Bugün Türkiye, Uluslararası Sınır Tanımayan Gazeteciler (RSF) Örgütünün Dünya Basın Özgürlüğü Endeksinde, 180 ülke arasında 153. sırada. Tüm otoriter ülkelerde olduğu gibi Türkiye’de de işkencenin, insan hakları ihlallerinin, savaş suçlarının, yolsuzlukların, kadın cinayetlerinin, iş cinayetlerinin, haksız kazancın üzeri örtülmek isteniyor. Bunun en etkili, hatta tek yolu da basını susturmak veya iktidar yanlısı bir çizgiye çekmek. Ancak bu gerçekleşmiyor, geçekleşmeyecek.

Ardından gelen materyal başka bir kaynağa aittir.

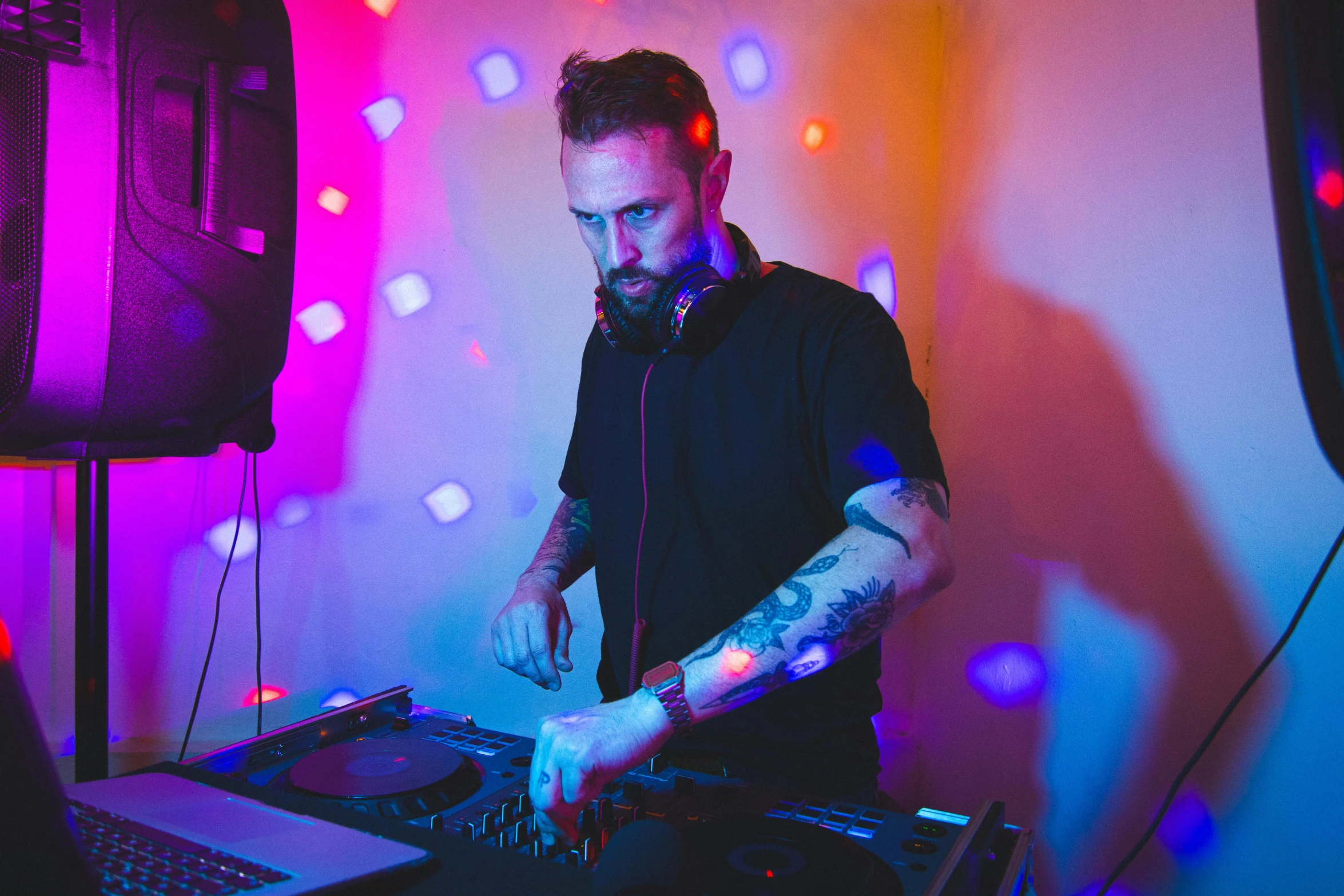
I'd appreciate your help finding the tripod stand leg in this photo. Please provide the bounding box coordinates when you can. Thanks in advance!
[75,459,108,780]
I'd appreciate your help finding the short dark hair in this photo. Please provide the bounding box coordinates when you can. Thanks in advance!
[555,50,719,190]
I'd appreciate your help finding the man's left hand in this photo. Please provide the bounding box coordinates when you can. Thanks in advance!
[528,688,672,843]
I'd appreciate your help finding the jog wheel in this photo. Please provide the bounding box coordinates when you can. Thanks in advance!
[684,815,905,896]
[283,738,481,818]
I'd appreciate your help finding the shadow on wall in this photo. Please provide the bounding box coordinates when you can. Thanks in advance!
[883,3,1274,896]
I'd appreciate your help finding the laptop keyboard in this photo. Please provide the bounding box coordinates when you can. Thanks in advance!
[70,799,289,896]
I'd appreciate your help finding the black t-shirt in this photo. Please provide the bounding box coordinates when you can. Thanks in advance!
[560,263,946,795]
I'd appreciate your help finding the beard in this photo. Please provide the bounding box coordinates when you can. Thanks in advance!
[593,226,713,334]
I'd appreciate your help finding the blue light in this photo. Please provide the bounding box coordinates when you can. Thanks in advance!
[849,435,901,482]
[472,50,523,102]
[967,643,1045,709]
[859,250,896,317]
[1157,791,1218,862]
[723,38,770,97]
[317,688,359,709]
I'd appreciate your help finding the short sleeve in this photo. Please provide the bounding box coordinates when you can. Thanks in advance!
[813,293,948,513]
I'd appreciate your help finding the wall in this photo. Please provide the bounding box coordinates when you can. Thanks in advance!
[0,0,1344,895]
[924,0,1344,895]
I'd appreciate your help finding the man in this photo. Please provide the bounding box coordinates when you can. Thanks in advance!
[492,50,953,842]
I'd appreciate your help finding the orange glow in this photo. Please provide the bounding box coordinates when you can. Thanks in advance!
[1316,170,1344,208]
[243,685,289,707]
[801,118,826,153]
[687,111,714,146]
[723,650,751,676]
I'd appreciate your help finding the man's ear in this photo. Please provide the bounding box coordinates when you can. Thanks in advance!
[700,149,733,215]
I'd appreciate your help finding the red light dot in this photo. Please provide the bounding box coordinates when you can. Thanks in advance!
[687,111,714,146]
[243,685,289,707]
[800,120,826,153]
[1316,170,1344,208]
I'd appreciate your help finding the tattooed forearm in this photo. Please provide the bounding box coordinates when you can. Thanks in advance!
[891,480,952,523]
[687,545,857,665]
[700,579,896,709]
[844,504,911,557]
[523,497,593,590]
[798,579,896,657]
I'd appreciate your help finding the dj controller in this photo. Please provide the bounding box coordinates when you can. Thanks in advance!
[187,687,1032,896]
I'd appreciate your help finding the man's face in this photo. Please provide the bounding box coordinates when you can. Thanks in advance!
[560,128,710,322]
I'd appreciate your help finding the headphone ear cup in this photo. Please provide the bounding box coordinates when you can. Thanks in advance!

Daha iki gün önce 1 Mayıs’ı kutlamak isteyenlere yönelik işkence, Emniyet’in hukuksuz genelgesine rağmen gizlenemedi. Çünkü alanda iktidarın ellerine tutuşturduğu metinleri okuyan, makbul gazetecileri değil; gerçek gazeteciler vardı. Polisin tehdit ve hakaretlerine rağmen kamerasını, kalemini bırakmayan gazeteciler vardı.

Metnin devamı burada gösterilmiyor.